ERECTILE DYSFUNCTION – IMPOTENCE

Erectile-Dysfunction-impotence

Erectile dysfunction(ED) affects a growing number of men with significant impacts on sexual function and overall quality of life. 44 % of men 60–69 years old and up to 70 % of men ≥70 years old endorse erectile difficulties. In men, sexual function declines over time, beginning during the fifth decade and affecting all domains of sexual health including desire, arousal, erectile function, and ejaculation/orgasm. ED negatively affects the relationships; emotional and psychological well-being and partner relationships.

Erection is a complex process involving hormonal, vascular, and neural systems, with significant psychological inputs as well. Normal male sexual function progresses through four stages: (1) desire, (2) erection, (3) ejaculation, and (4) detumescence. Both the erect and flaccid penile states progress through initiation and maintenance phases. The pathways and hormones involved in erection are important for both penile erection and flaccidity. Risk factors for ED are numerous. Patients over 40 years old demonstrate a significant
association between ED and cardiovascular risk factors including hypertension, dyslipidemia, Diabetes mellitus, Coronary Artery Disease and the metabolic syndrome. Other risk factors for ED include obesity and sedentary lifestyle.

The initial assessment of any sexual problem requires a detailed history and physical examination which comprises evaluation of the genitalia for lesions, scars, plaques, and meatal position as well as evaluation of the testicles for size and consistency. A detailed sexual history aimed at determining the severity, onset, and duration of the ED should also be performed.
The Sexual Health Inventory for Men (SHIM) is one of the most commonly used
validated instruments for evaluation of ED severity, comprised of five questions based on a five-point scale : no ED (SHIM score 22–25), mild (17–21), mild to moderate (12–16),moderate (8–11), and severe (1–7).
Recommended laboratory tests for ED include fasting blood glucose, lipid panel, and gender-specific hormones. Penile duplex ultrasonography which evaluates blood flow direction and velocity, is the most common and informative method of assessing for both arterial insufficiency and venoocclusive dysfunction. The differentiation between psychogenic and organic ED can be made using nocturnal penile tumescence (Rigiscan). These tests are not done routinely.
The treatment of ED comprises psychosexual therapy, lifestyle modifications, and medical and surgical management. Recommended lifestyle alterations include regular exercise, smoking cessation, dietary intervention with emphasis on the Mediterranean diet and moderate alcohol consumption. Start testosterone replacement in hypogonadal men. Phosphodiesterase 5 inhibitors are first-line medical therapy for ED and encompass numerous drugs like sildenafil, vardenafil, and tadalafil etc. Transurethral alprostadil (prostaglandin E1) marketed as Medicated Urethral System for Erection (MUSE) in combination with sildenafil
can be used with limited efficacy in non responders. Intracavernosal injection therapies constitute a second-line ED treatment and are often used when oral therapies fail.

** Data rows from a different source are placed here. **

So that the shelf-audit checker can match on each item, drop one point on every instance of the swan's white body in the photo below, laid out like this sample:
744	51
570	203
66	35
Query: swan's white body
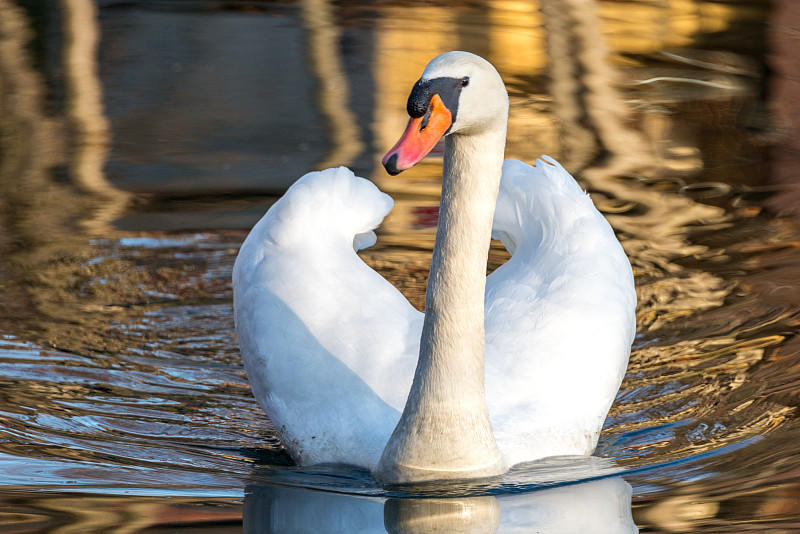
331	347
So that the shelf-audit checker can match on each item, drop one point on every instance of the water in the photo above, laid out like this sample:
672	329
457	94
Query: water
128	182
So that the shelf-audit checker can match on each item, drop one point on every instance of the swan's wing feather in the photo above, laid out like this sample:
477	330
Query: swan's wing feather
330	346
559	314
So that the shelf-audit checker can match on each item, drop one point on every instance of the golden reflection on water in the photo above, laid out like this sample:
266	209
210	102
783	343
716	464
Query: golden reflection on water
666	131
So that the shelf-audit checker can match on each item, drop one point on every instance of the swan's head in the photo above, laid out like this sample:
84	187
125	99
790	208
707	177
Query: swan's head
459	93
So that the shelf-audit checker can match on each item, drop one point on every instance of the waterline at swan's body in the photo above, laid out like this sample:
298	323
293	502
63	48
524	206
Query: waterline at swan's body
512	367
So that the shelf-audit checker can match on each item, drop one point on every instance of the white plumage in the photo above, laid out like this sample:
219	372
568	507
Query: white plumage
331	347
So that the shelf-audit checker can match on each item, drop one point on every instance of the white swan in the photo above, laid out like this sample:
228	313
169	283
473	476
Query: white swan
331	348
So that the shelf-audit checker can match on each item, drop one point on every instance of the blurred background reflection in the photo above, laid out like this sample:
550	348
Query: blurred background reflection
140	140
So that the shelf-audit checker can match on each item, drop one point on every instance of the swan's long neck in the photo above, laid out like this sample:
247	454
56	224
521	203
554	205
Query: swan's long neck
444	431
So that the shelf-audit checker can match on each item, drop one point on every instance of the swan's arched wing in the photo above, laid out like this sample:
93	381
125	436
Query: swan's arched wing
559	315
330	346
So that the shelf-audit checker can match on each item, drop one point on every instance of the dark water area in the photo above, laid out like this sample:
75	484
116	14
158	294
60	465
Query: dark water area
139	142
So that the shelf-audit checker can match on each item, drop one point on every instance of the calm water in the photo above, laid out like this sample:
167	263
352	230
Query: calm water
139	141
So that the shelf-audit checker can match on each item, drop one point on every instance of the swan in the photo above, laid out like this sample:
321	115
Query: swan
499	370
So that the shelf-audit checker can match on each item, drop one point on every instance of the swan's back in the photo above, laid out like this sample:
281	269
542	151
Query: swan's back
559	315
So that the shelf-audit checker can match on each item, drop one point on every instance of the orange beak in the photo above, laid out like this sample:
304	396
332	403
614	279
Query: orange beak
419	138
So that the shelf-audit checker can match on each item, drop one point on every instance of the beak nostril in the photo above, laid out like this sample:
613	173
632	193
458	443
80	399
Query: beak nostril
426	118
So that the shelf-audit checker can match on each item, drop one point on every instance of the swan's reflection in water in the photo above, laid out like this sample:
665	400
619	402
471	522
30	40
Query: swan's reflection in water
597	506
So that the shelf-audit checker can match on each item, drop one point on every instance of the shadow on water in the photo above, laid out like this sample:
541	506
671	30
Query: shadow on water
127	185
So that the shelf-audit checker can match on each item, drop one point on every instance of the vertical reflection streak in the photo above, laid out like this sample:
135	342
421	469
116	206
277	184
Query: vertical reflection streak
333	88
91	128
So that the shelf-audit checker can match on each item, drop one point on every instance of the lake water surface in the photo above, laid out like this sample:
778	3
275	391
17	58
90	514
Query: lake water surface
139	141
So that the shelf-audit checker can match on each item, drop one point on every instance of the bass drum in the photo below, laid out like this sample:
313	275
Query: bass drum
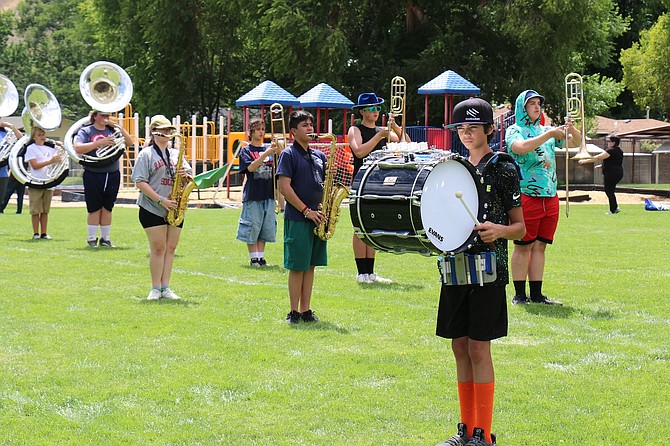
403	206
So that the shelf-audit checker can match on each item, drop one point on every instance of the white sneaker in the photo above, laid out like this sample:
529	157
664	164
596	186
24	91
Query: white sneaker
375	278
363	278
169	294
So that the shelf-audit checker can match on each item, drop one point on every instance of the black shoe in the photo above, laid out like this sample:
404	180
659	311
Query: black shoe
309	316
542	299
460	439
293	317
519	300
106	242
478	439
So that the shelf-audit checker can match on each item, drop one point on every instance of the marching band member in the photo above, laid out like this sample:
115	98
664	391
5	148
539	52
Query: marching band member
258	221
533	146
365	138
473	315
301	173
101	184
39	156
154	174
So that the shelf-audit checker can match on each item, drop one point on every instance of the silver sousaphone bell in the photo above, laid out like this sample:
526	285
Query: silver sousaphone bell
9	102
107	88
42	110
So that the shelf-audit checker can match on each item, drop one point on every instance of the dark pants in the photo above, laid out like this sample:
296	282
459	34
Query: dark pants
14	186
611	180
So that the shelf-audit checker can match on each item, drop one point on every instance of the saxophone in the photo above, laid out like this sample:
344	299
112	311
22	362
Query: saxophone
182	185
333	194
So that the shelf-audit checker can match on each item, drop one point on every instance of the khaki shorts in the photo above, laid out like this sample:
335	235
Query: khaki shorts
40	200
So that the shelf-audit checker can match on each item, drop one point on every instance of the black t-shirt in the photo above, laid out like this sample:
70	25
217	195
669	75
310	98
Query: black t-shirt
367	133
614	163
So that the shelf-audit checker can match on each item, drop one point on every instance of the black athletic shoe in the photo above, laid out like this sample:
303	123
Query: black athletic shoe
542	299
309	316
293	317
519	300
478	439
460	439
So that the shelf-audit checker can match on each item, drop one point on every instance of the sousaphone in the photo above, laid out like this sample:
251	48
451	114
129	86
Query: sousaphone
42	110
107	88
9	102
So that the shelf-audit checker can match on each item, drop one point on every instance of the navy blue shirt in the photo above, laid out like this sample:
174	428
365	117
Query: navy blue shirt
258	186
306	169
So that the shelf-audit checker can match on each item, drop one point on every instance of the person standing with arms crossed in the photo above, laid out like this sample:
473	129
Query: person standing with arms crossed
365	138
533	146
301	173
101	184
612	165
258	220
472	315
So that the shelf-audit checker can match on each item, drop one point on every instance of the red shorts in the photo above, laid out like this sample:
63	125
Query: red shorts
540	214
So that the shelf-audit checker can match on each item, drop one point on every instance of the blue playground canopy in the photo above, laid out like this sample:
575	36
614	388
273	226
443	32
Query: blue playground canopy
267	93
324	96
449	82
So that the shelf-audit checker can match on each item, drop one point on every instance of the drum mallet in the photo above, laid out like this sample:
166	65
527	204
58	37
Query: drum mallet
459	195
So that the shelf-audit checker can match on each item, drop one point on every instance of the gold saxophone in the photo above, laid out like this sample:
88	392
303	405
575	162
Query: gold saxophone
182	185
333	194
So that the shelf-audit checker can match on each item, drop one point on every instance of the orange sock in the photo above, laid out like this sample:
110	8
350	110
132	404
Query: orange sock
466	400
484	407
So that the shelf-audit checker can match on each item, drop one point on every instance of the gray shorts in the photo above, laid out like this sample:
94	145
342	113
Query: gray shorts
258	222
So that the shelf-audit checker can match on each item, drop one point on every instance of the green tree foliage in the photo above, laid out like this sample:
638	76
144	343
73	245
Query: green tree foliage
646	67
199	56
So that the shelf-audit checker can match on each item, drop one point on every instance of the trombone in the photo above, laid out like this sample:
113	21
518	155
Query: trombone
398	99
574	105
276	116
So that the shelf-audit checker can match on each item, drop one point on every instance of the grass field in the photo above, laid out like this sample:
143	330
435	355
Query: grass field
84	359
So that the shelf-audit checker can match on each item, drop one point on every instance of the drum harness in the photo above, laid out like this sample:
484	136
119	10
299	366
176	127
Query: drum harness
478	268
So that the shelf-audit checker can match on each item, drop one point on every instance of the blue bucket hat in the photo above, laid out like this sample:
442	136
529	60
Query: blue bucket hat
367	100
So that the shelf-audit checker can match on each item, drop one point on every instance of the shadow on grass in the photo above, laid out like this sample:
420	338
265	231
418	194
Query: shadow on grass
560	312
319	326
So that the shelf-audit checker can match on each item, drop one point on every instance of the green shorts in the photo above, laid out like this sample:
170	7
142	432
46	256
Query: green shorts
302	248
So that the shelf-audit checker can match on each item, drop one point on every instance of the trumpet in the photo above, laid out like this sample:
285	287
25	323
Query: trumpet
574	105
276	116
398	99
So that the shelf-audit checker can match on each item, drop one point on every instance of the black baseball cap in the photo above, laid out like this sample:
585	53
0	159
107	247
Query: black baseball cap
472	111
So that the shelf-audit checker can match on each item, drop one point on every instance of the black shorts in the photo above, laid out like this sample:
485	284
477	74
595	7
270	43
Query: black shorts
149	219
101	189
478	312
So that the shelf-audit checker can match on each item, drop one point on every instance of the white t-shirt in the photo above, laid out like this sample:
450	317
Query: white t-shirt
39	154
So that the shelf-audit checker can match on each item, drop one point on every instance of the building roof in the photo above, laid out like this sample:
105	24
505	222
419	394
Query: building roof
325	96
267	93
633	128
449	82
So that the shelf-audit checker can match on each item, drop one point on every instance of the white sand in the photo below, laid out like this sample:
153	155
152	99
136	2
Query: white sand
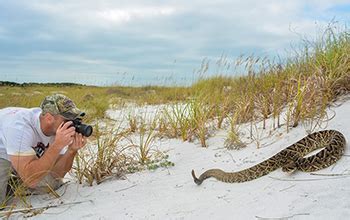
171	193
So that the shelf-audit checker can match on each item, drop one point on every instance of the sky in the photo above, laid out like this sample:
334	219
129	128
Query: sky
135	42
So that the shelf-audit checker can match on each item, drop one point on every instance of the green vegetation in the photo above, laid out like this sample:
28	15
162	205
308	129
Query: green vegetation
297	90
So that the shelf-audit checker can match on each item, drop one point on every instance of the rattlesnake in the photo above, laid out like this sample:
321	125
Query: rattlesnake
290	159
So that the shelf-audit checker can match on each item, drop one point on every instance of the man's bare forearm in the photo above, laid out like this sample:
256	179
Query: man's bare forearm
63	164
36	169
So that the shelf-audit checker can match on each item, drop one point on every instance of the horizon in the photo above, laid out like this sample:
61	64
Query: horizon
154	43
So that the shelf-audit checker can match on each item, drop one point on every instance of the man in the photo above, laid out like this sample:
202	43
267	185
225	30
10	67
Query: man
38	144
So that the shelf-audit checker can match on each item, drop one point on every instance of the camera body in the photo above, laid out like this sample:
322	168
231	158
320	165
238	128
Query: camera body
84	129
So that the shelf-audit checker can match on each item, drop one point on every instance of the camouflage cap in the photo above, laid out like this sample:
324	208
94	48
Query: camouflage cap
59	104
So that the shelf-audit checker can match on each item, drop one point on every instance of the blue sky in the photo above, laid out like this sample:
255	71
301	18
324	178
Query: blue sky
148	42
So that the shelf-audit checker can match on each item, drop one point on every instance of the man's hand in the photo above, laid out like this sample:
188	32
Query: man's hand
79	142
64	135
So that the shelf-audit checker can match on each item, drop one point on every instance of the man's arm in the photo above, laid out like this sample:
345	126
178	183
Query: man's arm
31	169
65	162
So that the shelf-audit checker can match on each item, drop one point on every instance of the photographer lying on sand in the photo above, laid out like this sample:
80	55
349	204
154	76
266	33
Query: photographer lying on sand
38	145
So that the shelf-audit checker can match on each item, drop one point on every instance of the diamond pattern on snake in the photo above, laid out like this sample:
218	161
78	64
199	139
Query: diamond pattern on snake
290	159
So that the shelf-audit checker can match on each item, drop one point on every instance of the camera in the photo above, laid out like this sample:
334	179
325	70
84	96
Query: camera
85	130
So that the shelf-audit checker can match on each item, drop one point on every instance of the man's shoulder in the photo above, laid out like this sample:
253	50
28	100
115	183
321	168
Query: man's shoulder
19	117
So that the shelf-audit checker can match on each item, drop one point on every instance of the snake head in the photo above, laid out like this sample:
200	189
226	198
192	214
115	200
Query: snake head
289	167
195	179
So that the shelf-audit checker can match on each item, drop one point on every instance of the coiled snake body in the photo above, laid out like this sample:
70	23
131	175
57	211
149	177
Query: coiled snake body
290	159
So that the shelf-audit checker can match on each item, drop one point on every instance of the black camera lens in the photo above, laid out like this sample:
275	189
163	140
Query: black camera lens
84	129
81	128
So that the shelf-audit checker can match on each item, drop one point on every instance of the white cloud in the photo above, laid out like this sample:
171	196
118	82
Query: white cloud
143	35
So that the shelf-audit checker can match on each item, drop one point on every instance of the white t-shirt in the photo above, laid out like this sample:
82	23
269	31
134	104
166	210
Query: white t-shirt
21	134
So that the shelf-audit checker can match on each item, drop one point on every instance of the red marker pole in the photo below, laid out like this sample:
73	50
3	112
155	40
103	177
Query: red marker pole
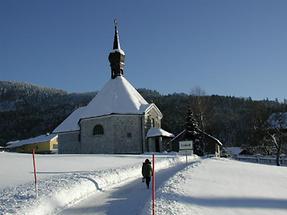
153	186
35	175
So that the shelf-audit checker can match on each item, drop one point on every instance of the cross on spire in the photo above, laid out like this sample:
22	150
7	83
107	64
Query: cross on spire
117	55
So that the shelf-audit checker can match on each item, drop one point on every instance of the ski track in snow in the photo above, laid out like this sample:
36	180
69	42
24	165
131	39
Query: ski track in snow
62	191
130	197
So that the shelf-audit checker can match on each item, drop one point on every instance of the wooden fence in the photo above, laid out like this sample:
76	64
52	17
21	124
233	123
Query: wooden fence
262	159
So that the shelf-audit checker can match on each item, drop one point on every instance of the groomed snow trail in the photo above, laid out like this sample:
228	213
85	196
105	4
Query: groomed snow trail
225	187
130	197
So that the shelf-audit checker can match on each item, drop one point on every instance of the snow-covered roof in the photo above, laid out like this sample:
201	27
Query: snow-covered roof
278	120
33	140
71	122
118	96
157	132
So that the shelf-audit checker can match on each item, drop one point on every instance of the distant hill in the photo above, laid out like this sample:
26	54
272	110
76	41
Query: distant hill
27	110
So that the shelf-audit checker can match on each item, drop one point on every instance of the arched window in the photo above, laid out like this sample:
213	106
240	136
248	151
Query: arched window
98	130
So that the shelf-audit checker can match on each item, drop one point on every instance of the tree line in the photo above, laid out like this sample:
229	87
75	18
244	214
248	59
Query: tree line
27	110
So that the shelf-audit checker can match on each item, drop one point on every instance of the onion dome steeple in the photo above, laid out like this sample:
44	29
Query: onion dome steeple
117	56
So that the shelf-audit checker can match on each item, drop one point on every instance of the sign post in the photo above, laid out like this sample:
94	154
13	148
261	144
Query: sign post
153	186
186	147
35	175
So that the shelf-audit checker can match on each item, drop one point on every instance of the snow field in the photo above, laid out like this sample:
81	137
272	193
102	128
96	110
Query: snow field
226	187
57	192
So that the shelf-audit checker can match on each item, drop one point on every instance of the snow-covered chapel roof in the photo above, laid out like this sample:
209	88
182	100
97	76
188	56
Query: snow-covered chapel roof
33	140
118	96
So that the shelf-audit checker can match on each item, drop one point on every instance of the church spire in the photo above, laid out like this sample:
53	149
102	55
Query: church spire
117	56
116	37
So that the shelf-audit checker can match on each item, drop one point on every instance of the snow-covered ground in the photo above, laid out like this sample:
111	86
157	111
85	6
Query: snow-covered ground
63	180
111	184
225	187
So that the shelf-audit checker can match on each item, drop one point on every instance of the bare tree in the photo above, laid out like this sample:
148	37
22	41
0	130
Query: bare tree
277	133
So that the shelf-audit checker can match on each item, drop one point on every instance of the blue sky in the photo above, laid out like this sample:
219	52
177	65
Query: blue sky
226	47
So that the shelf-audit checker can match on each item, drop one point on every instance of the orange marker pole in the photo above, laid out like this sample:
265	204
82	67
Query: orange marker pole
153	186
35	175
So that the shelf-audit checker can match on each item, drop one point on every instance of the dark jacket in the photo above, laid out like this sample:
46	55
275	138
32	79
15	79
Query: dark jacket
146	170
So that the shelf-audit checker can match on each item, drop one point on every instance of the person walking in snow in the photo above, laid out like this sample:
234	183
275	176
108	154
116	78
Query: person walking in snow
147	172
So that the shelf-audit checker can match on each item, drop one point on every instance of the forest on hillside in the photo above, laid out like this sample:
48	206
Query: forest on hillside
27	110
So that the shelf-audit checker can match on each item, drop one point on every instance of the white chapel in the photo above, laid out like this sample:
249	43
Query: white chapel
117	120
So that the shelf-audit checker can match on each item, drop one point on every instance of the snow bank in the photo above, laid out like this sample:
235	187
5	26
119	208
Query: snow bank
60	191
226	187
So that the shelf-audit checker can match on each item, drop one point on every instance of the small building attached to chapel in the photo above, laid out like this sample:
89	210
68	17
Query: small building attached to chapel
117	120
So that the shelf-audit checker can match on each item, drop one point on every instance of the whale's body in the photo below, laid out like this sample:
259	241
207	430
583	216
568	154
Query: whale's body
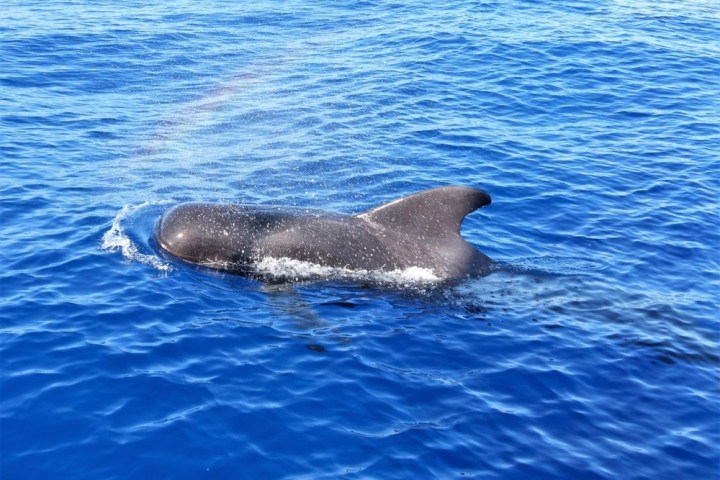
421	230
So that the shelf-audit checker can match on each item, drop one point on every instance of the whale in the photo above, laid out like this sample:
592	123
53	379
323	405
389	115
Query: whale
420	230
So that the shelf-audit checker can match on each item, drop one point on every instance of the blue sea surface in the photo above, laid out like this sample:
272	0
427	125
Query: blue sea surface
592	352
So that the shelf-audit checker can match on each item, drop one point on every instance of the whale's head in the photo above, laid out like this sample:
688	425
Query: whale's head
208	234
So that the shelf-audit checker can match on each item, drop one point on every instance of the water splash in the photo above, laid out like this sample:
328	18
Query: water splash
297	270
116	239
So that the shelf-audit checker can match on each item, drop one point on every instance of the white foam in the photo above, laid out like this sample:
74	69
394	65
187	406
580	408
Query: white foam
117	240
296	270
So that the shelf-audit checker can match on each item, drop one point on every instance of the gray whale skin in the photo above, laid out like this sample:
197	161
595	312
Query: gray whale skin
421	230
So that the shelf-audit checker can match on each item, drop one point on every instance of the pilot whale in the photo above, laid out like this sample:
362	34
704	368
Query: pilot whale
420	230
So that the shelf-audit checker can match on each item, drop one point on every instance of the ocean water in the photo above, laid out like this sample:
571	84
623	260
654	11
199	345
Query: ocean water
591	352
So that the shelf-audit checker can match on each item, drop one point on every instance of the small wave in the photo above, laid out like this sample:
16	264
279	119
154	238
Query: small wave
117	240
297	270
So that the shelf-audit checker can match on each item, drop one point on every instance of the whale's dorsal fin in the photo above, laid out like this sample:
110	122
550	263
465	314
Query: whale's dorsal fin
438	212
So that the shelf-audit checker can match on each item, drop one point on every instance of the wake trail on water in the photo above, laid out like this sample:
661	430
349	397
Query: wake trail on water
116	239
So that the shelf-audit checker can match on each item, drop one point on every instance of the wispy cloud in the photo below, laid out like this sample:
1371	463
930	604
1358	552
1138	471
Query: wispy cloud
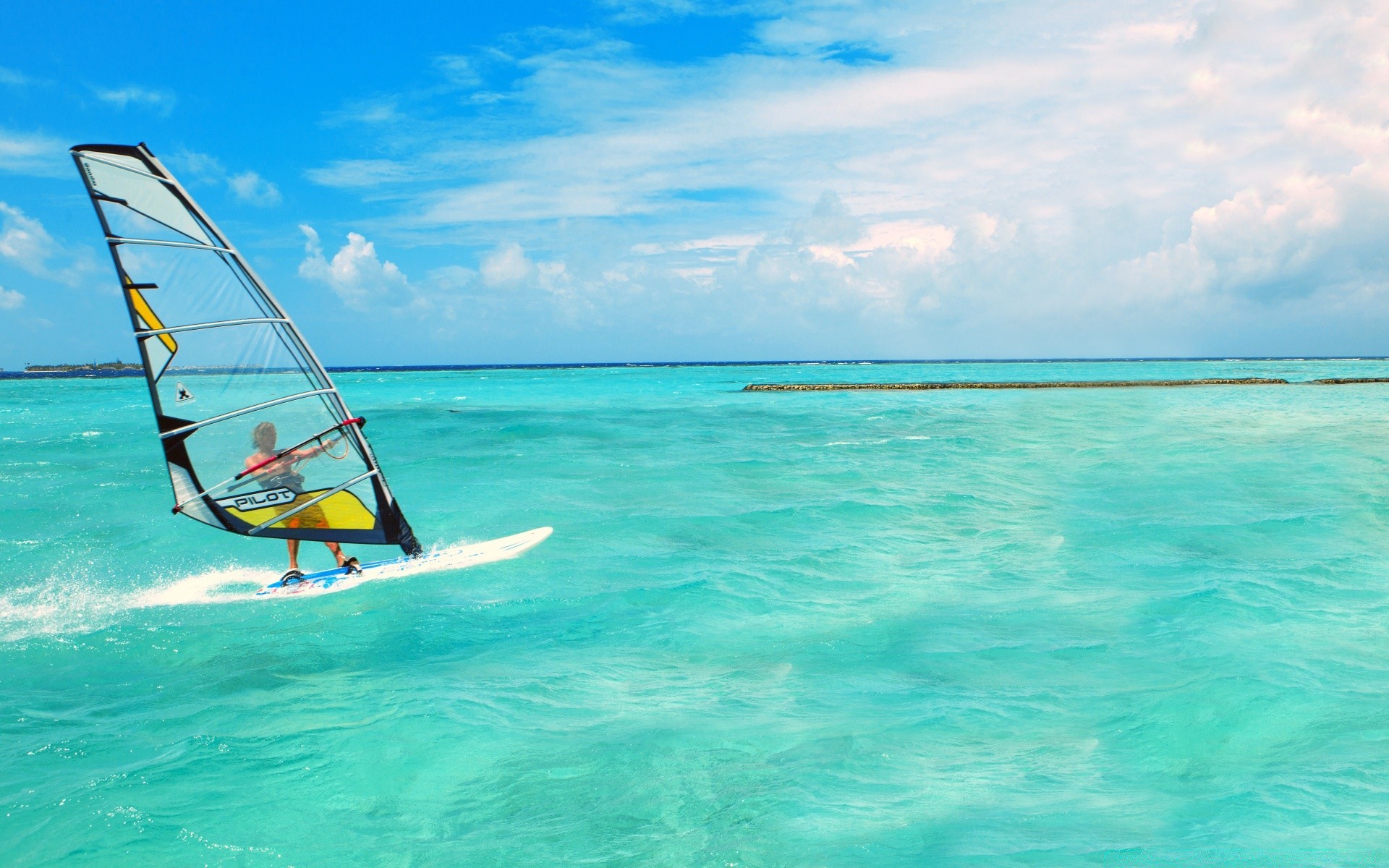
246	187
249	187
33	155
10	300
160	102
27	243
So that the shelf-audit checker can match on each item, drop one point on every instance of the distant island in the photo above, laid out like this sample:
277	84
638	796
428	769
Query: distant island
90	365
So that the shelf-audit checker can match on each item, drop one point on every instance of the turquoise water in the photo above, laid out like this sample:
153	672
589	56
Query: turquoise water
970	628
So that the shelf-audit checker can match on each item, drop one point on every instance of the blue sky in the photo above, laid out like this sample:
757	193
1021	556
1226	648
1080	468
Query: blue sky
671	179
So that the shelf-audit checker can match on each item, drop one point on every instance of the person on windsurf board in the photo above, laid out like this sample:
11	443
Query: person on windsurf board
281	471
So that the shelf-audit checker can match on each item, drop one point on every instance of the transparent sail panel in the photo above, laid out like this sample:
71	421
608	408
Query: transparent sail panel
223	370
187	286
140	202
256	438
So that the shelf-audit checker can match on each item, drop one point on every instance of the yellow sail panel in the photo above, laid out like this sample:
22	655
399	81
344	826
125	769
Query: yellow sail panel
342	511
148	315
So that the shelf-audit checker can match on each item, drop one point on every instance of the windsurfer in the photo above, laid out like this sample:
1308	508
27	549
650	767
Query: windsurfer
281	472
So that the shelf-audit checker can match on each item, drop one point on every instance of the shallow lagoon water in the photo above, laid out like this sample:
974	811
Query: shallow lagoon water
967	628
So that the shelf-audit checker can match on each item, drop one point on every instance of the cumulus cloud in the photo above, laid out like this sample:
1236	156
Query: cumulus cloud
506	265
354	273
249	187
896	178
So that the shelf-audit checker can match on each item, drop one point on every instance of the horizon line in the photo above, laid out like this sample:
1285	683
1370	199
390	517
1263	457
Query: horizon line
98	373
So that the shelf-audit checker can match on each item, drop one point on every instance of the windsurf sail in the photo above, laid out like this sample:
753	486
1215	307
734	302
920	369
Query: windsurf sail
256	436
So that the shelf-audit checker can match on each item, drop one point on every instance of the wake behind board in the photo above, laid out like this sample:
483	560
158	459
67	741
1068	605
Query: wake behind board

Several medications are currently in use and include various combinations of Prostaglandin E1,phentolamine, papaverine, and vasoactive intestinal Peptide . Vaccum Erection devices can be applied in nearly all etiologies of ED but have low overall acceptance and high long-term discontinuation rates due to the unnatural feeling of the erection and the mechanical procedure required to produce it. Insertion of a penile prosthesis is considered as third-line therapy for ED, used after patients fail medical therapies
Penile revascularization (anastomosis of the inferior epigastric artery to the dorsal penile arteries and/or the deep dorsal vein) can be offered to nonsmoking,
non diabetic men
Given the rise in conditions predisposing to ED as well as an aging male population, addressing ED risk factors through lifestyle modification, in conjunction with medical and surgical therapy in appropriate patients, will mitigate the physical and psychological impact of ED. Continued research into the molecular mechanisms of ED and development of improved medications to address ED and its risk factors will further expand the significant
armamentarium of treatments currently available, improving not only the quality of life of affected men but also their life span.